Anyways, life seems generally good. He’s getting acclimated with the quaint town of Lianwilly and he conveniently spies a girl working in her father’s shop across the way, the pretty ingenue Gwen Conliffe (Evelyn Ankers) who happens to be already engaged. But that doesn’t stop her from wanting to spend time with him because he really is a giant teddy bear with nary a violent bone in his body.
This is the preexisting world that the story develops only to be thrown off its axis by a telling event. It’s the origin of Larry’s troubles and they begin with a visit to a gypsy caravan, ending with him incurring a bite from a killer wolf. But the implications are much more ominous and deep-seated than that.
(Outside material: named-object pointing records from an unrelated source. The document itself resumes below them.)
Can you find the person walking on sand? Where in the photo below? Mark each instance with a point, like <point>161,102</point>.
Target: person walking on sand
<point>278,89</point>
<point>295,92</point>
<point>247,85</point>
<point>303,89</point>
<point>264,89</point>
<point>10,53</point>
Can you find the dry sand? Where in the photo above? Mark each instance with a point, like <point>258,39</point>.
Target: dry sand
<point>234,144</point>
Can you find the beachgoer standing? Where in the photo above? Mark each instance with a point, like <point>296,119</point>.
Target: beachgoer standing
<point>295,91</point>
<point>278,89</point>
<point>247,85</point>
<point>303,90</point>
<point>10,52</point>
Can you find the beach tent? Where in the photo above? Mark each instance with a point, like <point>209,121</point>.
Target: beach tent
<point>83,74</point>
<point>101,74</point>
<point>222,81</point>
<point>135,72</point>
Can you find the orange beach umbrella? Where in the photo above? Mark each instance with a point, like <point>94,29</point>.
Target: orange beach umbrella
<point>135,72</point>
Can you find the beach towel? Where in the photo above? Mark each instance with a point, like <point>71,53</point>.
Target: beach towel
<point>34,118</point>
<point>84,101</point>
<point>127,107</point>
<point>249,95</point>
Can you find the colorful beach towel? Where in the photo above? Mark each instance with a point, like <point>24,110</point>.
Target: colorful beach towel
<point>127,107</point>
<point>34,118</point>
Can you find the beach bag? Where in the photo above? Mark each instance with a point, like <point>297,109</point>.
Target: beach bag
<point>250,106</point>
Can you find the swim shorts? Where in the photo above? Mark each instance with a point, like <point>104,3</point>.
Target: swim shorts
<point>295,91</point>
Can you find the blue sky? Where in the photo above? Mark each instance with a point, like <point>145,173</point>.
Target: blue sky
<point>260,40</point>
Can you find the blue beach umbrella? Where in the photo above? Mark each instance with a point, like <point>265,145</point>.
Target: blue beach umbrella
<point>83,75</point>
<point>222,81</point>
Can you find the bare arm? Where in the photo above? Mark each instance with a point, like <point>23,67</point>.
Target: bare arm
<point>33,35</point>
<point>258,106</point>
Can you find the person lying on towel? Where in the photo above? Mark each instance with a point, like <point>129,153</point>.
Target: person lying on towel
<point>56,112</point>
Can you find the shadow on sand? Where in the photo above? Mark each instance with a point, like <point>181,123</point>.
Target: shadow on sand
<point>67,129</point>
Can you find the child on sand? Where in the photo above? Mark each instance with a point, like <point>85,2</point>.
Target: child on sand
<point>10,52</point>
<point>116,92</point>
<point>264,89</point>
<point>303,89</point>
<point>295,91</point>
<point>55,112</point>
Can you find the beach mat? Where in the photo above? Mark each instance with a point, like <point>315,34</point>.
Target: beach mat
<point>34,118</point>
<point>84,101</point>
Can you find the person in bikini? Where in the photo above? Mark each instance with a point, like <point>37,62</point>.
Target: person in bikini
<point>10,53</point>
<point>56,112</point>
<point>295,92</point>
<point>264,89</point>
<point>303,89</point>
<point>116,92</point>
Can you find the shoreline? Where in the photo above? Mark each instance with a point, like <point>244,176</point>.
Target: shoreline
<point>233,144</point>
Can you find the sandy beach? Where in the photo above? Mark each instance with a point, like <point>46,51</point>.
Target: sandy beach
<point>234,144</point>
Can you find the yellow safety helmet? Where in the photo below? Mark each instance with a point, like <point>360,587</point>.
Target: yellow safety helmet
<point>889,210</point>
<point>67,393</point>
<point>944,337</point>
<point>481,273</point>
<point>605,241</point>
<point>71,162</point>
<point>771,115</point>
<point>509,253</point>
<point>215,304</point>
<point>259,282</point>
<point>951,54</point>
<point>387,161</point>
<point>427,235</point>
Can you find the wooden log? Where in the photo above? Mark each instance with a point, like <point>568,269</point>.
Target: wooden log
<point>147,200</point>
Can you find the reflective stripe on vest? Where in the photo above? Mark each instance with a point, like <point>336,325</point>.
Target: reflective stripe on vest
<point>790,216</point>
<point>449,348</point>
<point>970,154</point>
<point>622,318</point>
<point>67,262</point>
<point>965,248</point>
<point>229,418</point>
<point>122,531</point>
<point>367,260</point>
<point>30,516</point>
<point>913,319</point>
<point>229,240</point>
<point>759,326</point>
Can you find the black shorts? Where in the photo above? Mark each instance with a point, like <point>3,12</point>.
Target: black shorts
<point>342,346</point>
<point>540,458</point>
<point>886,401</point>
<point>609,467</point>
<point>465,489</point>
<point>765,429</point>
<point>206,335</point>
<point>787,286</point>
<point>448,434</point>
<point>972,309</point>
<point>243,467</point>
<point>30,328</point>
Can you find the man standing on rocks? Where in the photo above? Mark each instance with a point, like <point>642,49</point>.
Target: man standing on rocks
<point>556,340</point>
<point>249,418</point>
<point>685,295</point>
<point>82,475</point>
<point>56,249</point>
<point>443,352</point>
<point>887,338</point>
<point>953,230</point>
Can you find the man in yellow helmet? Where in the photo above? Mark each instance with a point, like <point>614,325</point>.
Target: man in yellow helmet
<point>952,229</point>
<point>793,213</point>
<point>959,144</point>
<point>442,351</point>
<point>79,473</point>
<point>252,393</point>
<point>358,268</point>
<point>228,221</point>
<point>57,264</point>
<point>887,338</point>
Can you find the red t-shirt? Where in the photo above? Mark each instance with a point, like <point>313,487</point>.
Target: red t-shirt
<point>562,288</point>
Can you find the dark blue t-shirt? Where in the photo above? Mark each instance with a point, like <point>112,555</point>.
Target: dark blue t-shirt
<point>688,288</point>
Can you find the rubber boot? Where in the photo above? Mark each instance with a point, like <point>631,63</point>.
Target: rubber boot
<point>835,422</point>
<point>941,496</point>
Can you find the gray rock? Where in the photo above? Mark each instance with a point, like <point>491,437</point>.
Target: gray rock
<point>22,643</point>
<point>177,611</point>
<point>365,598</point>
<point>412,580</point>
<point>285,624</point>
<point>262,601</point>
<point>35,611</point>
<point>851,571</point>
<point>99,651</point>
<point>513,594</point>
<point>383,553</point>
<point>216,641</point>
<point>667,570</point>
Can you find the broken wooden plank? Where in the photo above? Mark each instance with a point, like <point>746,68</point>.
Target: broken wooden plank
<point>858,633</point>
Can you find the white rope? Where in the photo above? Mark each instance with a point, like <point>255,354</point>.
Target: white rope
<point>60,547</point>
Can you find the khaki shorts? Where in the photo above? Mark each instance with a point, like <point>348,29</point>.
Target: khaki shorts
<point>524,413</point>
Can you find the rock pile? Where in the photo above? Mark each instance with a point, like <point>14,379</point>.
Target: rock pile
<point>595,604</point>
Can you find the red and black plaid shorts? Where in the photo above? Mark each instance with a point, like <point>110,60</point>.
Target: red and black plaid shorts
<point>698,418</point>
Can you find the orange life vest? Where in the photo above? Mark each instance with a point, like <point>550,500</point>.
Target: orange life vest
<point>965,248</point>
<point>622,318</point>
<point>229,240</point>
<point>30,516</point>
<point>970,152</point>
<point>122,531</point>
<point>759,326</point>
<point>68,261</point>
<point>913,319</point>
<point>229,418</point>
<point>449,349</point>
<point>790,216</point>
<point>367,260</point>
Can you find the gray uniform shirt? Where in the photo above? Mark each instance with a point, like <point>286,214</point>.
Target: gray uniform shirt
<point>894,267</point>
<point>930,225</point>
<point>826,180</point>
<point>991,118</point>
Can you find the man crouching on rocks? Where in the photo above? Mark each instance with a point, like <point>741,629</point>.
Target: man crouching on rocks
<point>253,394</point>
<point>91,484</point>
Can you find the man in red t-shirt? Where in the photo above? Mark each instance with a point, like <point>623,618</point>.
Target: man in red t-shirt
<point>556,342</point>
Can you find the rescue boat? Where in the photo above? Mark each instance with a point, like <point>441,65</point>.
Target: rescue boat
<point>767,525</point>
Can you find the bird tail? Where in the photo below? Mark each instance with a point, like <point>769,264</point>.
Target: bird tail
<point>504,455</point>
Because the trauma begins to eat away at him and his father though the local doctor sees his change of state as merely a psychological issue. Something he can be cured of. He’s only misguided–a little wrong in the head. They fail to see the full manifestations of his new sickness which transform him and lead him off into the night seeking after victims.
But if The Wolfman was simply an excuse to see a beast, it’s hard to gather that the film would have resonated with anyone then or now. In fact, this film is very much comparable to the superhero films we are so accustomed to now. The great installments are made that way by compelling characters and solid storytelling.
Curt Siodmak the brother of famed film noir director Robert Siodmak must be commended on his script which in a mere 70 minutes develops a streamlined story line full of a certain moodiness. To his credit, he helped lay the foundation for a whole legend that has become the standard archetype for any narratives involving werewolves.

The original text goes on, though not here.